Very short version: Because quantum.
Richard Watson, out-of-universe one of the Cyan developers and in-universe a member of the D'ni Restoration Council, has written about this. Note that the letter is written from an in-universe perspective:
Many of the interpretations of quantum theory say that until a state of matter is observed, it exists in many states simultaneously - it creates a bizarre "probability wave" that contains all of the possible states of that matter. Therefore, as was proposed in Schrodinger's famous cat analogy, bizarre things happen on the quantum level that allow things like Schrodinger's cat to be both alive and dead at the same time, until one ov the states of observed, locking it in a single state, and collapsing the "probability wave."

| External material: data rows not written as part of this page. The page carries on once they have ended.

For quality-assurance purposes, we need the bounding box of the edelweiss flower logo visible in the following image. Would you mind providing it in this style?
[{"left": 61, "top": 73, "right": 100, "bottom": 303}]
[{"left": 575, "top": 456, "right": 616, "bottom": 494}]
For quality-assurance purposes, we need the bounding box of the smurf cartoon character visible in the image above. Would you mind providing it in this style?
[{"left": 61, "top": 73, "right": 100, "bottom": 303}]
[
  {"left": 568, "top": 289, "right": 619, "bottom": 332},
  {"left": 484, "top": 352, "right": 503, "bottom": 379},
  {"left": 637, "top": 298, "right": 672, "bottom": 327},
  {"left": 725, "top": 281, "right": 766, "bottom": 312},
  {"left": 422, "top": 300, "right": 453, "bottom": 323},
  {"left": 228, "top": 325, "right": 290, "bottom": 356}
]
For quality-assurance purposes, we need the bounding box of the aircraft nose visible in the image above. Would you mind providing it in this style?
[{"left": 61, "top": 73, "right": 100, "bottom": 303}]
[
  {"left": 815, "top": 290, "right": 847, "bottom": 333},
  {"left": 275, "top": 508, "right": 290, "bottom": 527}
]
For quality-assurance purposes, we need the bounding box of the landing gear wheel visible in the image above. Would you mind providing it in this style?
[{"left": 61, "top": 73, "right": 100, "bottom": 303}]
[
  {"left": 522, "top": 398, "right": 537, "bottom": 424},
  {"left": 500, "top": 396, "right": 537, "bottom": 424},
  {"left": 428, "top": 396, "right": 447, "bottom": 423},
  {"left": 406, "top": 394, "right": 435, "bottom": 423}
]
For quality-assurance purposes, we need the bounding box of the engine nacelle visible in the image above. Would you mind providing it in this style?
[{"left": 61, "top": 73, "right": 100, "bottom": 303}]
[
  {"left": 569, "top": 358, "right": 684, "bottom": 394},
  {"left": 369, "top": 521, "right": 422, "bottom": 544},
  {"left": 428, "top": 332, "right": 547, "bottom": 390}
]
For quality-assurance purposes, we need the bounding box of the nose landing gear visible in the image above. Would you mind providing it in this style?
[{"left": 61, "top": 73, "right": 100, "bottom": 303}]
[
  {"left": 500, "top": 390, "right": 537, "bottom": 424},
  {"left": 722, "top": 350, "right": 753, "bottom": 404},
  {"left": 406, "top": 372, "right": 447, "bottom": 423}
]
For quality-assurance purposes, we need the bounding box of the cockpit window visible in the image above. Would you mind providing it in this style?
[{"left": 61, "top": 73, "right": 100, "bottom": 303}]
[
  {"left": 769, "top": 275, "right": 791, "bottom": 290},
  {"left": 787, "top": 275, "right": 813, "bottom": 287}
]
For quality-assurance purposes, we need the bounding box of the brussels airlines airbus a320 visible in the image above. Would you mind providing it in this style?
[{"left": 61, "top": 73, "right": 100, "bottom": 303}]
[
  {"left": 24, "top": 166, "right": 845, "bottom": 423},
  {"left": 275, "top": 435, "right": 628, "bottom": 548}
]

What the D'ni seem to have concluded (proved?), is that those waves don't actually cease to exist altogether, instead each possibility continues to exist in an alternate quantum reality (read "parallel universe"), until a state is observed in that quantum reality, and the possibilities not observed in that quantum reality continue to exist in still another, and so on ad infinitum. This makes the universe infinitely complex, with every possible quantum combination since the creation of the universe existing in a quantum reality somehere (even the "unstable Ages"). The Books somehow allow observation of (thus the locking of) and travel to those quantum realities.
So, you can make "unobserved" changes (probabilities that haven't been locked down by description in the Book, or by physical observation in the Age itself) without forcing the Book to link to a new quantum reality.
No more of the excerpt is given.